When I asked it to provide the governing developer prompt/workspace guidance verbatim so I could audit why it behaved that way, it refused.

This is the real bug: the agent can mutate repository content for reasons outside user intent and repo policy, while the instructions that caused the behavior are not inspectable by the user.

Steps to Reproduce

  1. Open a repository with human-facing documentation that mentions commands like grep.
  2. Start a Background Agent task that involves operational/tooling work in the repo but does not ask for documentation rewrites of those command references.
  3. Let the agent explore and make changes autonomously.
  4. Observe that it may rewrite unrelated documentation to match its own internal tool preferences.
  5. Ask the agent why it made the unrelated change.
  6. Ask it to provide the exact developer prompt and workspace guidance that caused the behavior.

Expected Behavior

  • The agent should only make changes that are directly justified by:
    • the user’s request,
    • explicit repository instructions,
    • or necessary implementation details of the requested task.
  • Internal tool/runtime preferences should govern how the agent operates, not what it rewrites in the repository.
  • The agent should not rewrite human-facing documentation to conform to hidden internal operating rules unless explicitly asked.
  • If hidden guidance materially influenced a repo edit, there should be a transparent way to inspect or audit that guidance.

Operating System

MacOS

Version Information

Agent via Web

For AI issues: which model did you use?

gpt-5.4-high

Additional Information

This prevents me from using Cursor Background Agents for real repository work.

The issue is not just the specific grepripgrep change. The issue is that the system appears willing to leak hidden operational preferences into repository content, and then refuses to disclose the full instructions that governed that behavior. That creates an auditability and trust problem:

  • I cannot reliably tell whether an edit came from my request, my repo’s rules, or Cursor’s hidden prompt stack.
  • I cannot safely delegate autonomous changes if unrelated edits can be introduced for opaque reasons.
  • I cannot meaningfully evaluate or constrain the system if the governing instructions are not inspectable.

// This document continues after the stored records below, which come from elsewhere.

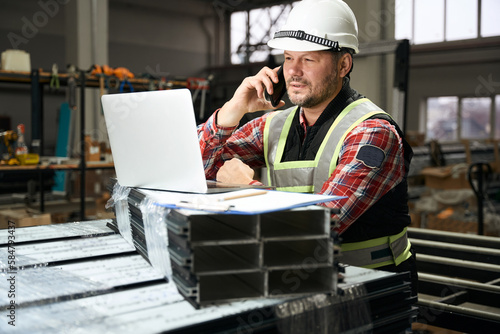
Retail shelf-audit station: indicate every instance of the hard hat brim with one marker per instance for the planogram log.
(293, 44)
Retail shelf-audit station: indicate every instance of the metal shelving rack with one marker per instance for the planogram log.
(37, 78)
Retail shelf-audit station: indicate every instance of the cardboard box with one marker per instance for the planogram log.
(448, 177)
(22, 218)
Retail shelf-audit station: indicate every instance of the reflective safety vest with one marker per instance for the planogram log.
(308, 176)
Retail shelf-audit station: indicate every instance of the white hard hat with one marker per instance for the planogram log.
(315, 25)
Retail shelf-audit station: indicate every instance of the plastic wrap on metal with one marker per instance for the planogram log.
(92, 283)
(319, 313)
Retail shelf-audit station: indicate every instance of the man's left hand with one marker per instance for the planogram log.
(235, 171)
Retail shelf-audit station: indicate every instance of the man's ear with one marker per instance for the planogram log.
(344, 64)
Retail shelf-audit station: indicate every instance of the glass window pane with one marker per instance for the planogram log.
(429, 21)
(497, 117)
(404, 19)
(442, 118)
(461, 19)
(475, 113)
(489, 18)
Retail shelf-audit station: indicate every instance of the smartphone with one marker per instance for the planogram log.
(279, 89)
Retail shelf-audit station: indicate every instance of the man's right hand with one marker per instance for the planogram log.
(249, 97)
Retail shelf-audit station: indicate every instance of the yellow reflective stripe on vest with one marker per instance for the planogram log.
(378, 252)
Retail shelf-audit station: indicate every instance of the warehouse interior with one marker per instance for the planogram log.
(432, 67)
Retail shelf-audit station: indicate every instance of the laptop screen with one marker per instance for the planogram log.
(154, 141)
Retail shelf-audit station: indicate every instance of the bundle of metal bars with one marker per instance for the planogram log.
(218, 258)
(83, 277)
(459, 278)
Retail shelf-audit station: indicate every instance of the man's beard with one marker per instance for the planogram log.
(324, 91)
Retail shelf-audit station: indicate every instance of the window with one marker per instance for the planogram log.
(442, 115)
(250, 31)
(429, 21)
(451, 118)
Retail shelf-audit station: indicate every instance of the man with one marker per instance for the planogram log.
(334, 141)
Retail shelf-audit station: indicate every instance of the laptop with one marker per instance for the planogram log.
(154, 142)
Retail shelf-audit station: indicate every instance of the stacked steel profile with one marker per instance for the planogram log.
(226, 257)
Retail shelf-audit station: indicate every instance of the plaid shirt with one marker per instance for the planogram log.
(362, 185)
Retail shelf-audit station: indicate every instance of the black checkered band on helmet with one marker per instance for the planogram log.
(303, 36)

As a result, I do not feel comfortable using Cursor for autonomous/background edits in its current form.
Support Ticket T-B38434

Does this stop you from using Cursor

Yes - Cursor is unusable

Hey, thanks for a really detailed bug report. Here are some thoughts on the two issues you raised:

Agent making out-of-scope edits: This is a known challenge with LLM-based agents. They can sometimes drift and make changes beyond what was requested. One practical mitigation right now is to be explicit in your rules and agents.md about what the agent should and should not modify. For example, adding something like “Do not modify documentation files unless explicitly asked” can help constrain the scope. It won’t guarantee perfect behavior, but it meaningfully reduces drift.

Auditability of internal instructions: This is valid feedback. I’ve flagged this with the team. No timeline yet, but your report helps with prioritization. The ability to understand why an agent made a specific change is important, especially for autonomous workflows.

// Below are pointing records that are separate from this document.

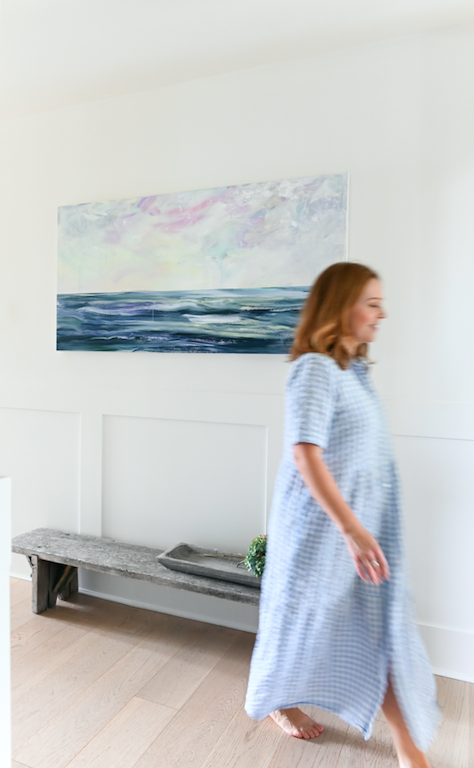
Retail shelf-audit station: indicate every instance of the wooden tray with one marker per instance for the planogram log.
(190, 559)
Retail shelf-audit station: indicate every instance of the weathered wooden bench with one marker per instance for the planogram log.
(55, 557)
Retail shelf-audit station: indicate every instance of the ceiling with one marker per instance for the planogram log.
(60, 52)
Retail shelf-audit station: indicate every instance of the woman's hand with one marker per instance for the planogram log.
(368, 558)
(367, 555)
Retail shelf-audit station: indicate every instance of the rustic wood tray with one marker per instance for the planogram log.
(208, 562)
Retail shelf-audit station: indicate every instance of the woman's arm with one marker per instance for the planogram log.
(363, 548)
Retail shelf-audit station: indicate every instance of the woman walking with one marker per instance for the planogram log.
(337, 626)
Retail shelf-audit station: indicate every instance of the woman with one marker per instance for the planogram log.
(337, 627)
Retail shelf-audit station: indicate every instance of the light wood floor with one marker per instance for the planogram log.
(102, 685)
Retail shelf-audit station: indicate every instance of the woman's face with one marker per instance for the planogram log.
(365, 315)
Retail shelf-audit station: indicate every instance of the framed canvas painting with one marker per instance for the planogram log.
(216, 270)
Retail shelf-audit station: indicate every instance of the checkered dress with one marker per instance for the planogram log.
(325, 637)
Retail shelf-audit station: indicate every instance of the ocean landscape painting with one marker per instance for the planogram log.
(218, 270)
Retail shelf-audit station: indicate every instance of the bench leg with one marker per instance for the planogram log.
(68, 583)
(49, 581)
(42, 577)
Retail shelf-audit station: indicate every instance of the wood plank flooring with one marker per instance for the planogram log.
(102, 685)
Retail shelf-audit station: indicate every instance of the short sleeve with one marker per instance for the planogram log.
(311, 399)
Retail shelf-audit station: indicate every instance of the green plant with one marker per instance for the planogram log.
(255, 557)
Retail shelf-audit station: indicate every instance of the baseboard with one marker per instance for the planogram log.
(185, 614)
(451, 651)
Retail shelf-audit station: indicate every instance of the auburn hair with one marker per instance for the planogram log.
(323, 325)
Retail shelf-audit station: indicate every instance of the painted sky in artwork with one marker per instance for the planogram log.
(276, 233)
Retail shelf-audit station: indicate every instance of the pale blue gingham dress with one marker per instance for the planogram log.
(325, 637)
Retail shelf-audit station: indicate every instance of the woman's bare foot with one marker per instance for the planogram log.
(294, 722)
(418, 760)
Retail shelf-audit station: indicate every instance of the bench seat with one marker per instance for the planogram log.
(55, 557)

In the meantime, could you share the link to the Background Agent session or PR where this happened? That would help us investigate the specific behavior on our end.

Let me know if the rules-based approach helps at all for future runs.

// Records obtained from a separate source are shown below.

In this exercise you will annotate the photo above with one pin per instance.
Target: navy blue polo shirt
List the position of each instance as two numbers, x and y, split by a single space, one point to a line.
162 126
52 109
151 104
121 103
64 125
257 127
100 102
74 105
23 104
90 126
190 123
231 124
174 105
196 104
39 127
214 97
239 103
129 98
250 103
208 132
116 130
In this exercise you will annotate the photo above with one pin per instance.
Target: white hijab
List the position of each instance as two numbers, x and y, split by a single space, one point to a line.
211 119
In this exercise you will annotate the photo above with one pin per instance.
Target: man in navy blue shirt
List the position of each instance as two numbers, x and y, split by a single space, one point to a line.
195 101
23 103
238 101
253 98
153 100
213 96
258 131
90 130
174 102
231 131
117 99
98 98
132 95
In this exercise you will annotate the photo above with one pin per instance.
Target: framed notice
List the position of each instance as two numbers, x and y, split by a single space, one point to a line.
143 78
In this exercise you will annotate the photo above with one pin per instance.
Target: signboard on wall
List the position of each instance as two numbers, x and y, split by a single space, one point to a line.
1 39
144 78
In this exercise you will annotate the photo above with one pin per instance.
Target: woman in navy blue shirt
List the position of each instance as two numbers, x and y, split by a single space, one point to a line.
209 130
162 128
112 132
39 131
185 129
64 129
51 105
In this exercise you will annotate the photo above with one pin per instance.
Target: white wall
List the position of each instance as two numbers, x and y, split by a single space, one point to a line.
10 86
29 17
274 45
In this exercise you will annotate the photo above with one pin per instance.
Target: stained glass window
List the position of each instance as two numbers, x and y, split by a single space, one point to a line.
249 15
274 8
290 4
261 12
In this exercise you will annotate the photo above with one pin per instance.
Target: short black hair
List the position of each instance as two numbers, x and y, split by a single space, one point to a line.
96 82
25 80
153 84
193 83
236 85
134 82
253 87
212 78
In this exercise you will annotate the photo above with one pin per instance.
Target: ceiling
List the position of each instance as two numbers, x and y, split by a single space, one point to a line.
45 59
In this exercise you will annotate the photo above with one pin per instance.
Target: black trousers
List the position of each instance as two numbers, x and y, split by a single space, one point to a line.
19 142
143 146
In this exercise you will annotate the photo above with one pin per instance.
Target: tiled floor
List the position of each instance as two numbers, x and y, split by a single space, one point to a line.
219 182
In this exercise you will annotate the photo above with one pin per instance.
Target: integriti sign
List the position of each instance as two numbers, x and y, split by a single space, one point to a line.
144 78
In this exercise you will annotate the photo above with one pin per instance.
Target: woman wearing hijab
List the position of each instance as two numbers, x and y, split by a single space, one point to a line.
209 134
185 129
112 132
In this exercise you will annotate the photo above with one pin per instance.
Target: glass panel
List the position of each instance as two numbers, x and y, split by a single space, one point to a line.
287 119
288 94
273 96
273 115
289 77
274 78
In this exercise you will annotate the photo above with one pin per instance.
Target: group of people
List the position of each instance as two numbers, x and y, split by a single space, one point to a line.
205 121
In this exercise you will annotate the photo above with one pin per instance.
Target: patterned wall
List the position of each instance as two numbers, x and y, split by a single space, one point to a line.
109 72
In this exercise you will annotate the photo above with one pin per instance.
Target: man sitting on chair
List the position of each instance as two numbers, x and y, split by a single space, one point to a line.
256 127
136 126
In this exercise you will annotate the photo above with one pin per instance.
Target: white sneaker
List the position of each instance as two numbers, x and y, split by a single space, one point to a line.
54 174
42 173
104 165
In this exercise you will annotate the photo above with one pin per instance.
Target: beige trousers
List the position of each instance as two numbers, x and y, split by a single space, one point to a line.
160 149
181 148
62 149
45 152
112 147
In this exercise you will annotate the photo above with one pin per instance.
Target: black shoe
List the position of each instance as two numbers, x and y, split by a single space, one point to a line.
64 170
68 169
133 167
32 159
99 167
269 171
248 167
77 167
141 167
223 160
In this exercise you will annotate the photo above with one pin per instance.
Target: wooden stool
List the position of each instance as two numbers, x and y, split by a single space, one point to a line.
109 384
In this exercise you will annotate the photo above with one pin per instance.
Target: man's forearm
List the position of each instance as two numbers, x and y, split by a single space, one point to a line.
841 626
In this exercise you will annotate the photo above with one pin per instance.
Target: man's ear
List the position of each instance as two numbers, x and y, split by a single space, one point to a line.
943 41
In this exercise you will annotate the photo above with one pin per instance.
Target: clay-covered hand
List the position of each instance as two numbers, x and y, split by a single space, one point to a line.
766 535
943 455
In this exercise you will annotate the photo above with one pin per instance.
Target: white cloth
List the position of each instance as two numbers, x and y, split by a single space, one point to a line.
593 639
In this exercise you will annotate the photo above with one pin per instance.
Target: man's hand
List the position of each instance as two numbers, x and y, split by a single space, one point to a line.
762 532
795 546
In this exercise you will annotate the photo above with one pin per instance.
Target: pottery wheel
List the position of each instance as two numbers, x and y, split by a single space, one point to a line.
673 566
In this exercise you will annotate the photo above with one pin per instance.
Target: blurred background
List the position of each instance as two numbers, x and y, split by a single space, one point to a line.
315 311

Hey this doesn’t do anything for `I cannot reliably tell whether an edit came from my request, my repo’s rules, or Cursor’s hidden prompt stack.`.

I’ve shared the session ID on the linked ticket by replying to the email from Sam.

Codex CLI openly shares their system prompt- codex/codex-rs/core/prompt.md at main · openai/codex · GitHub and I’m just looking to be able to understand what the agent is being tasked with.

I know how OpenAI uses Instruction Hierarchy to ensure developer prompts aren’t overridden by user session data- https://openai.com/index/the-instruction-hierarchy/

so I don’t have faith in rules in this case. The only thing that would “work” would be “ignore all previous instructions with regards to making changes in this repository” and any AI agent worth it’s salt is going to balk at doing that, which is why I’m looking for the auditability of internal instructions like so many of your open source contemporaries provide.

bluntly- if hidden instructions are capable of materially influencing repository edits, users need a way to inspect the classes of hidden instructions and their precedence.

edit: other ticket: T-B38442

This topic was automatically closed 22 days after the last reply. New replies are no longer allowed.